Laying people off when you don't need to do so to stay profitable, however, is absolutely punitive. The restaurant industry's margins may be thin, but they ain't that thin - and I can guarantee you there's plenty fat to be trimmed from the managerial and executive pay structures long before needing to sack the minimum-wage employees.
The owner of a restaurant who lays off waiters in order to spend less on salaries is not punishing the waiters. Nobody thinks that the waiters have broken any rules. The definition of “punitive” is that it is a punishment for breaking the rules. The waiters might think it’s unfair or niggardly, of course, but that’s not what “punitive” means. Pick a more appropriate word.

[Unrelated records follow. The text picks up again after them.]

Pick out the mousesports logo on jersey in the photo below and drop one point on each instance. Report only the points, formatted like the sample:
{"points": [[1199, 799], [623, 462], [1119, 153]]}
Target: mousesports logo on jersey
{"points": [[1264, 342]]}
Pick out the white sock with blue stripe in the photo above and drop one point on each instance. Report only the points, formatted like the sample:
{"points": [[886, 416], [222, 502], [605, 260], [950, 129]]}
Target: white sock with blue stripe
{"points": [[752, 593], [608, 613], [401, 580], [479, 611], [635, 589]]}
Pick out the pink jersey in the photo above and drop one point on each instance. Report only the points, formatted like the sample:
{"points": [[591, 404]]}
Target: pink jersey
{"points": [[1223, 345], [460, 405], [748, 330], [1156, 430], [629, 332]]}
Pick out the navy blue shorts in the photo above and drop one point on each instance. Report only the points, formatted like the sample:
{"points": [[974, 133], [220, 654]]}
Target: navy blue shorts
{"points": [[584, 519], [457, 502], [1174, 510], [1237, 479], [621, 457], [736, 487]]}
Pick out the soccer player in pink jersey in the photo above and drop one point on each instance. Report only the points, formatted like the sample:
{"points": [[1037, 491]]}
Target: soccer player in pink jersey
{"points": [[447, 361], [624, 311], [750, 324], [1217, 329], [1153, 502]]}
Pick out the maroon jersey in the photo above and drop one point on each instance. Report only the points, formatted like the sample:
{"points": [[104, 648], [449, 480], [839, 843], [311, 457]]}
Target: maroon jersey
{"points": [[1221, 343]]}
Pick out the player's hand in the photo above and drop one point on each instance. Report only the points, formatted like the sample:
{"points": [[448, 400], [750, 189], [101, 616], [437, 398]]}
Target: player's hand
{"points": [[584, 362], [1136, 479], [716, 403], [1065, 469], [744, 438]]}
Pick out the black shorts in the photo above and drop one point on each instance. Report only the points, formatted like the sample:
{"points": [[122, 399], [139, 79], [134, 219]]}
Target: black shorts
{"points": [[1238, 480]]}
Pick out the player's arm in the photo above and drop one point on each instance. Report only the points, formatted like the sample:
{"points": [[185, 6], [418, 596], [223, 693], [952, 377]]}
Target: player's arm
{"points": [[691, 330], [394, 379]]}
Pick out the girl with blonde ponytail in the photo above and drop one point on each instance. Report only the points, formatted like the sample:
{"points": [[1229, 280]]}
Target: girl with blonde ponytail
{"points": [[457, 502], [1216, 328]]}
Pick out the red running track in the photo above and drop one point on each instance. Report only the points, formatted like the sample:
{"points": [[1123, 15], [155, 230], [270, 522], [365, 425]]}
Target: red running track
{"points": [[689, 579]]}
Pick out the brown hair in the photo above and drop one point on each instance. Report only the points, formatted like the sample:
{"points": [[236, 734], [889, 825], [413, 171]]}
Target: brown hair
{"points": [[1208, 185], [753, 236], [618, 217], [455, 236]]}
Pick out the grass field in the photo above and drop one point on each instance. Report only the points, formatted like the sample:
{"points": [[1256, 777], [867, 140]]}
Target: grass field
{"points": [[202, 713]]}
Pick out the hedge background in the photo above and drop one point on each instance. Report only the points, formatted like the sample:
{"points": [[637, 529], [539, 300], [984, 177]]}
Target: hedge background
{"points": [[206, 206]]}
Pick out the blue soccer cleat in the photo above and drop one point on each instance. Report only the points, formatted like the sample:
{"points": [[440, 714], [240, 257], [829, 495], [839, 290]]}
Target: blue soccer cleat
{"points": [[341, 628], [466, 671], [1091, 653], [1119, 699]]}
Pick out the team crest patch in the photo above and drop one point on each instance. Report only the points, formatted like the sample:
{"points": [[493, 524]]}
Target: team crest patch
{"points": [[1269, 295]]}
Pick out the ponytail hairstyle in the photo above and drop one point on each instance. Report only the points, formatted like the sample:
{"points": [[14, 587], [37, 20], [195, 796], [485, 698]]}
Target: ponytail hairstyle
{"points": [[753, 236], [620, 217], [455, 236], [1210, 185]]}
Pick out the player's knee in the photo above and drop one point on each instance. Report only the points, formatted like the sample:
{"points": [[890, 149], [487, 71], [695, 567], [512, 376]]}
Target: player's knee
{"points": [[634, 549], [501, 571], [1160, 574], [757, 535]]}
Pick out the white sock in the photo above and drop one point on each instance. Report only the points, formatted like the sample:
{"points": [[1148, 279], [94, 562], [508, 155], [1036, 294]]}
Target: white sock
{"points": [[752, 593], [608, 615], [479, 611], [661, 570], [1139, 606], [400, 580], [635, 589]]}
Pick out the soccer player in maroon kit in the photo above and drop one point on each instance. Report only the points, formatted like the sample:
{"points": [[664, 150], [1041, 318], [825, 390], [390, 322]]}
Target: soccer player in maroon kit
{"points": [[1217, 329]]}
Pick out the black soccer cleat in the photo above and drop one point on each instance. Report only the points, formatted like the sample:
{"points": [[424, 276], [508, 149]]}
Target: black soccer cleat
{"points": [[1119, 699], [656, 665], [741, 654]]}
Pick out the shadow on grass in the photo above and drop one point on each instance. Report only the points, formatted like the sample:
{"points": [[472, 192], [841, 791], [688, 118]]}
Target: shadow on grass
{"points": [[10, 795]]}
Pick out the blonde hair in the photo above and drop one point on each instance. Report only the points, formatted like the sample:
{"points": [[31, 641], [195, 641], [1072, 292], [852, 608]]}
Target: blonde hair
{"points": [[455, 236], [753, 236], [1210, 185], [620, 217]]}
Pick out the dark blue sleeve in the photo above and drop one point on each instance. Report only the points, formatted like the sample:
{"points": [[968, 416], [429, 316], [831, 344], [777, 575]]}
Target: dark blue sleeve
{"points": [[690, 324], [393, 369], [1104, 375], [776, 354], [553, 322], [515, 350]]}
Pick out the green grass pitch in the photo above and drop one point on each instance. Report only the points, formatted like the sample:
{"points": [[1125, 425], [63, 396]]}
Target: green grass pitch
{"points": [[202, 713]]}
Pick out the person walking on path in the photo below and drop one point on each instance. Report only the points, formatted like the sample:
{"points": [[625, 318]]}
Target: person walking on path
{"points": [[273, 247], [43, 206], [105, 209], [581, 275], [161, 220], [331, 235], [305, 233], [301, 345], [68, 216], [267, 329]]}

> The owner of a restaurant who lays off waiters in order to spend less on salaries is not punishing the waiters.
It's punishment for demanding better pay. That makes it punitive, whether the mechanism for negotiating that better pay is "we voted for (people who will vote for) a minimum wage increase" or "we formed a union so we can collectively bargain for a wage increase" or what have you.
> Pick a more appropriate word.
Okay, then:
- Retaliatory
- Self-serving
- Douchebaggish
Do those work better for you? Or are you going to find some other excuse to nitpick and distract from the core issue of employers being full of shit when they blame wage increases for "needing" to lay people off?